We are presented today with a disturbing reality. Otherness, the simple fact of being different in some way – Muslim or migrant – has come to be defined as in and of itself evil. Miroslav Volf is a native Croatian, who, in his ‘theological exploration of identity, otherness, and reconciliation,’Footnote 35 writes from his own experience of teaching in Croatia during the war. He contends that if the healing word of the Gospel is to be heard today, theology must find ways of speaking that address the hatred of the other. He proposes the idea of embrace as a theological response to the problem of exclusion. Increasingly we see that exclusion has become the primary sin, skewing our perceptions of reality and causing us to react out of fear and anger to all those who are not within our ever-narrowing circle.
Auden reminds us just how big our circle must be: ‘He is the Life. / Love Him in the World of the Flesh; / And at your marriage all its occasions shall dance for joy.’
In light of this, Christians must learn that salvation comes, not only as we are reconciled to God, and not only as we ‘learn to live with one another,’ but as we take the dangerous and costly step of opening ourselves to the other – in Volf's words –‘of enfolding him or her in the same embrace with which we have been enfolded by God.’ And dancing for joy.

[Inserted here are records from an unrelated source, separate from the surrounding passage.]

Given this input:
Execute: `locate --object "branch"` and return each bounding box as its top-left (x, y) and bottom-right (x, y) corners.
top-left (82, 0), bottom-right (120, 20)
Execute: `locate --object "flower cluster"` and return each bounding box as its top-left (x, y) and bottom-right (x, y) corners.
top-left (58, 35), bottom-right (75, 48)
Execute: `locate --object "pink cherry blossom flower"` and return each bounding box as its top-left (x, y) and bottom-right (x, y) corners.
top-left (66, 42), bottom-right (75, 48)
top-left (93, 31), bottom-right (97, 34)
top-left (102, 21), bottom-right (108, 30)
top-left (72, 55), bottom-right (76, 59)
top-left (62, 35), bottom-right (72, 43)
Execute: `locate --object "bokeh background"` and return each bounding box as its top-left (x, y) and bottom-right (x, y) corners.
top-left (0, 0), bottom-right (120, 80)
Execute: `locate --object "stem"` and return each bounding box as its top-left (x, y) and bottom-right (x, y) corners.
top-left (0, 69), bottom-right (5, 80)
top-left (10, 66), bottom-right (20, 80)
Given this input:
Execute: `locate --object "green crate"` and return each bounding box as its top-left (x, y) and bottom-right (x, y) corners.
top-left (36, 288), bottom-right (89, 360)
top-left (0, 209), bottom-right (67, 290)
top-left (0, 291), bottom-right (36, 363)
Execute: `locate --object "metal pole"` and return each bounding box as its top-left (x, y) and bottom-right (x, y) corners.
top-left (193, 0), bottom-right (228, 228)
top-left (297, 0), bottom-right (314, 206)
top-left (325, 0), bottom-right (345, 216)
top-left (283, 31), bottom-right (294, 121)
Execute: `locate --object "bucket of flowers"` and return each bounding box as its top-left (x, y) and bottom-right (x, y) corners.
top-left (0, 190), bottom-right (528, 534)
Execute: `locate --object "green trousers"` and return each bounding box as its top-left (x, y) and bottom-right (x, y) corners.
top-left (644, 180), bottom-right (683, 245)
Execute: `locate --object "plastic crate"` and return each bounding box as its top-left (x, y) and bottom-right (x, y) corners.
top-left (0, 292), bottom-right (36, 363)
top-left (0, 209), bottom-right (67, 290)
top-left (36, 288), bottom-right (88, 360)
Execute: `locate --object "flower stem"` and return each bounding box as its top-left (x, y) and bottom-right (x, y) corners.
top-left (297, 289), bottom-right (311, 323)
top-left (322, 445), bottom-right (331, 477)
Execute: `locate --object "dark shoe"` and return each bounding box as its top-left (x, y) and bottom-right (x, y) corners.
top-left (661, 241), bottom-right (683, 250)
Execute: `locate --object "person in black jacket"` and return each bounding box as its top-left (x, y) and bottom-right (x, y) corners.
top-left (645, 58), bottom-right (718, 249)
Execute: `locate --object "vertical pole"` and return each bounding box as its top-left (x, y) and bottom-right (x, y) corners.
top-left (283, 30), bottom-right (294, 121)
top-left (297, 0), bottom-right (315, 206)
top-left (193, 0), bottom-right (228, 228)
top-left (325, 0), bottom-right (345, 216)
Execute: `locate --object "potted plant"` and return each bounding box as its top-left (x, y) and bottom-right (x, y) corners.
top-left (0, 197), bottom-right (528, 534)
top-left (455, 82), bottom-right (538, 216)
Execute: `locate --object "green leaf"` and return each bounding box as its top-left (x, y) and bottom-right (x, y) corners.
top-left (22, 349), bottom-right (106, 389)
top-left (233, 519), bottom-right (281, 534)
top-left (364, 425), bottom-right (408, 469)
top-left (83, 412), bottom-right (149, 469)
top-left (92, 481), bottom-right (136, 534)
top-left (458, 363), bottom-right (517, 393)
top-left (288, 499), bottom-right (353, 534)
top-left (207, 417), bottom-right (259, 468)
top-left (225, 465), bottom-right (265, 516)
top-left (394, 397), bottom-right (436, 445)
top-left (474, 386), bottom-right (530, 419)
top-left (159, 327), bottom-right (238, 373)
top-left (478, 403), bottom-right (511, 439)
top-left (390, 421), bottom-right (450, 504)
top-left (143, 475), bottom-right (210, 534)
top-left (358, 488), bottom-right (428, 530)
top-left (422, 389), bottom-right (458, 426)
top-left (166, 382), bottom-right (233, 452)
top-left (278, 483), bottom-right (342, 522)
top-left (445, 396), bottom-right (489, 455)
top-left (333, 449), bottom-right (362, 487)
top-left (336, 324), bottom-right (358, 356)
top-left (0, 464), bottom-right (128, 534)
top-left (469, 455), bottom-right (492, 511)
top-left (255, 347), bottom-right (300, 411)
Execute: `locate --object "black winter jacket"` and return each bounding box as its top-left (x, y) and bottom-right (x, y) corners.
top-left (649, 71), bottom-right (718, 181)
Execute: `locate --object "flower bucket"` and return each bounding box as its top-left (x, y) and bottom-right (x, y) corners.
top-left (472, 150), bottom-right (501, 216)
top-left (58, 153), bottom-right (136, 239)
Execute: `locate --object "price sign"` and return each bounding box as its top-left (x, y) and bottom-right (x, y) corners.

This is not easy, but, as St John Chrysostom reminds us, it is necessary: ‘It might be possible,’ he writes, ‘for a person to love without risking danger – but this is not the case with us!’
Not the case with us, not the case for the 13th c Sufi mystic and poet, Jalaluddin Rumi, who also speaks to the risk involved:
I am a man who is not afraid of love; I am a moth who is not afraid of burning!’
Jesus calls us ‘friends,’ tells us to ‘befriend’ and ‘love one another,’ (Jn 15.14–17) in a risky and dangerous embrace which mirrors his own.
Only then can Cardinal Poupard's speaking of religions as ‘open houses’ that ‘can teach and practice dialogue’ become a description of reality.
When there is ‘respect for the difference and dignity of the whole person, the love of the truth,’ and ‘the awareness of belonging to the one great family of peoples wanted by God and called to live under his watch in shared love’– only then can the dream become reality.